The key practical benefits of AtMan stem from its design:
- Memory Efficiency: By avoiding backpropagation, AtMan's memory footprint is similar to a standard forward pass. This allows it to be applied to very large models (tested up to 30B parameters) on hardware where gradient-based methods (which can require double the memory) would fail (e.g., exceeding 80GB GPU memory limits).
- Scalability: While the basic approach requires a separate forward pass for each input token to be explained (or each group of correlated tokens), these forward passes are independent and can be run in parallel across multiple GPUs or within larger batches. Token aggregation (e.g., explaining paragraphs instead of individual words) further reduces the number of required passes. This makes the effective runtime manageable even for long sequences in deployed systems.
- Modality and Architecture Agnosticism: AtMan's mechanism works by manipulating the standard transformer attention mechanism, making it applicable to various transformer architectures (decoder-only like GPT-J and MAGMA, encoder-decoder like BLIP) and modalities (text, image-text) as long as the input is represented as a sequence of tokens/embeddings processed by attention layers.
Empirical Evaluation
The paper evaluates AtMan on text (SQuAD QA) and image-text (OpenImages VQA) tasks using generative transformer models (GPT-J, MAGMA, BLIP). The evaluation compares AtMan to gradient-based methods (IG, IxG, GradCAM, Chefer's method) using metrics like mean average precision (mAP) and mean average recall (mAR), treating ground-truth explanations (QA spans, image segmentations) as binary labels.

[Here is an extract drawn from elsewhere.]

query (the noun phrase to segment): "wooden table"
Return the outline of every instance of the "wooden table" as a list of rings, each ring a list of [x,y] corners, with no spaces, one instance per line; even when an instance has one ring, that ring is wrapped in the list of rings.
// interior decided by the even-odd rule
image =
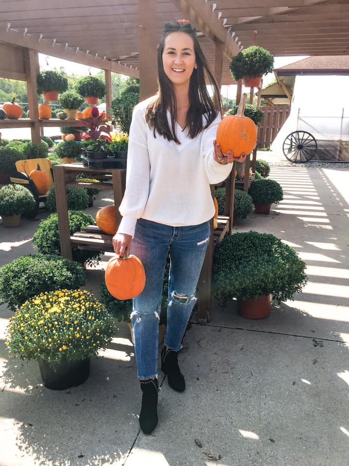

Results show that AtMan consistently outperforms previous gradient-based methods on both text and image-text benchmarks in terms of mAP and often mAR. Qualitatively, AtMan's explanations are often less noisy than gradient-based methods, especially around image object boundaries.
The memory and runtime analysis demonstrates AtMan's superior memory efficiency, staying close to baseline forward pass memory usage across different model sizes and sequence lengths, while gradient methods quickly exceed memory limits. Although sequential runtime increases with sequence length, its parallelizability makes it suitable for deployment.
Limitations and Future Work
While effective, AtMan requires tuning hyperparameters like the suppression factor and cosine similarity threshold. The interpretation of "explanation" depends on the chosen target tokens. Future work includes exploring alternative attention manipulation strategies, identifying the influence of specific layers, investigating hierarchical token aggregation, and applying AtMan to paper the explanatory capabilities of larger, more complex generative models.
In summary, AtMan offers a practical, memory-efficient approach to explaining predictions of large generative transformers by manipulating attention scores during the forward pass. Its performance and scalability make it a viable tool for understanding these complex models in real-world applications and research.